Wednesday, May 03, 2006

Stephen Colbert at the White House Correspondents' Dinner

The media is totally ignoring the brilliantly satirical remarks delivered by Colbert at the Correspondents’ Dinner, probably because they were the target of some of his most blistering invective.

Over the last five years you people were so good over tax cuts, W.M.D. Intelligence, the affect of global warms. We Americans didn't want to know, and you had the courtesy not to try to find out. Those were good times, as far as we knew.

But, listen, let's review the rules. Here's how it works. The president makes decisions, he’s the decider. The press secretary announces those decisions, and you people of the press type those decisions down. Make, announce, type. Put them through a spell check and go home. Get to know your family again. Make love to your wife. Write that novel you got kicking around in your head. You know the one about the intrepid Washington reporter with the courage to stand up to the administration. You know, fiction.

He also brought up things that I would bet no one dares mention in front of Dubya, like his 32% approval rating, the fact that his administration’s biggest (and sometimes it seems only) talent is staging photo-ops, etc.
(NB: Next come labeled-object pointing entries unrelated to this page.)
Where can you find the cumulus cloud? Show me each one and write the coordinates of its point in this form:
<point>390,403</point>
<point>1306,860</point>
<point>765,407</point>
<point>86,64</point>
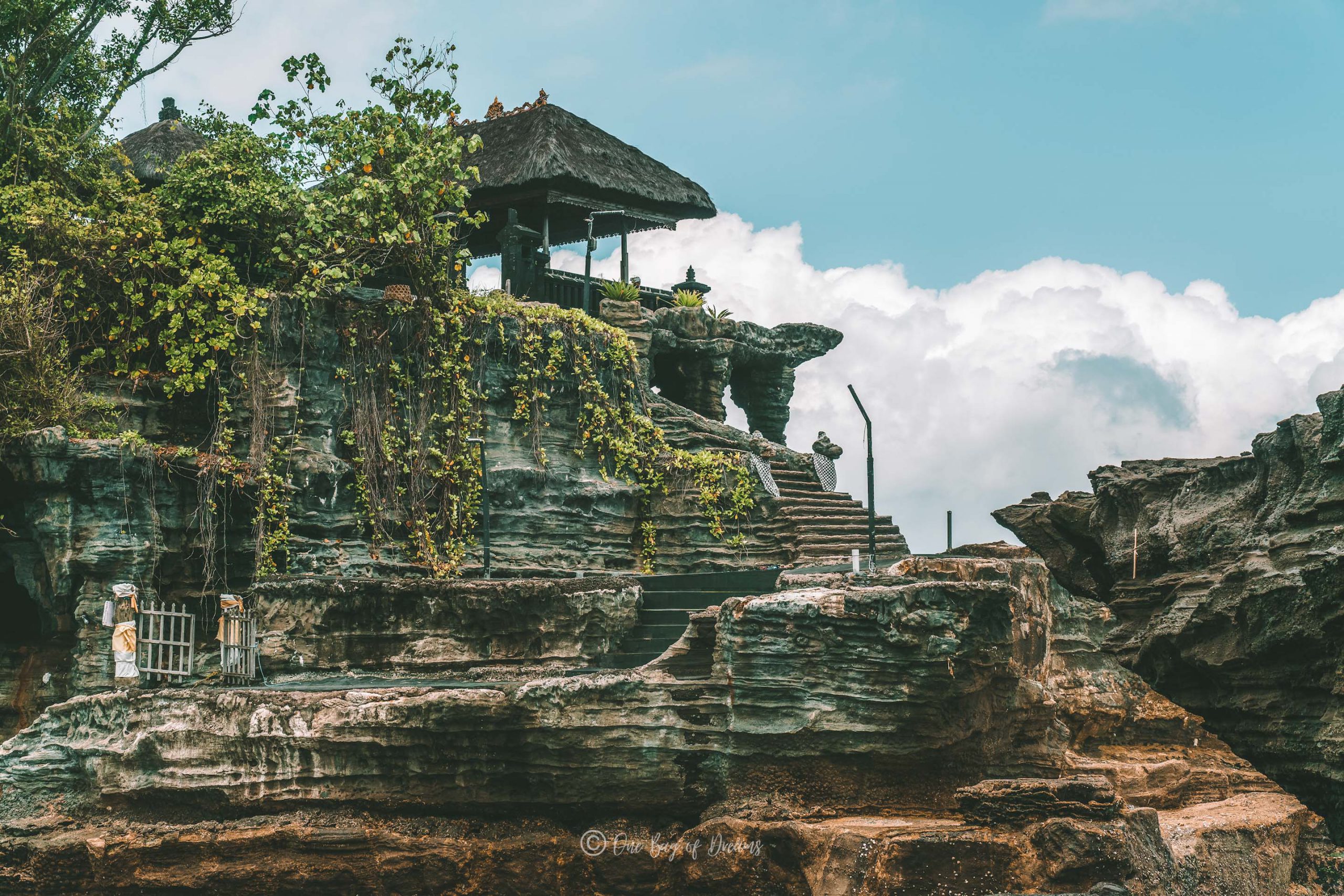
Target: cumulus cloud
<point>1016,382</point>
The blogosphere, on the other hand, is cheering. If you want to send your own personal thanks, you can go here. You can also see the video at this site. The reason, oh Great and So Out-of-Touch Defenders of the Republic, is because he did what you won’t do. He spoke truth to power, while “power” was sitting less than 10 feet away from him.

I saw something that said that even Keith Olbermann (usually one of the good guys, but wrong on this one, if it’s true) was worried that the routine might have made poor Dubya “uncomfortable.” You know what I say? Good! He deserves to be “uncomfortable” and worse. All he hears, day and night, in his little bubble, is how wonderful he is, so of course a little dose of reality (which, as Colbert says, has “a well-known liberal bias”) is going to hurt. I mean, between Harriet Miers’ mash notes and Josh Bolten’s collection of photos of his hands, for God’s sake, the man doesn’t have a staff – he has a fan club. What he deserves, apart from trial and conviction for war crimes, is to never have a moment’s peace for as long as he lives. Like Richard III (Shakespeare's fictional Richard, not the real one), he deserves to have his dreams haunted by the thousands whose lives he’s been responsible for ending or ruining. Unfortunately, he doesn’t have enough imagination or capacity for remorse for that to ever happen.

What I’m a little worried about, as I told my sister yesterday, is that in the near future Colbert’s show will be cancelled due to his inexplicable “disappearance.” He also might want to consider not flying in the future, assuming that the government would let him fly, since he’s obviously an al Qaeda sympathizer.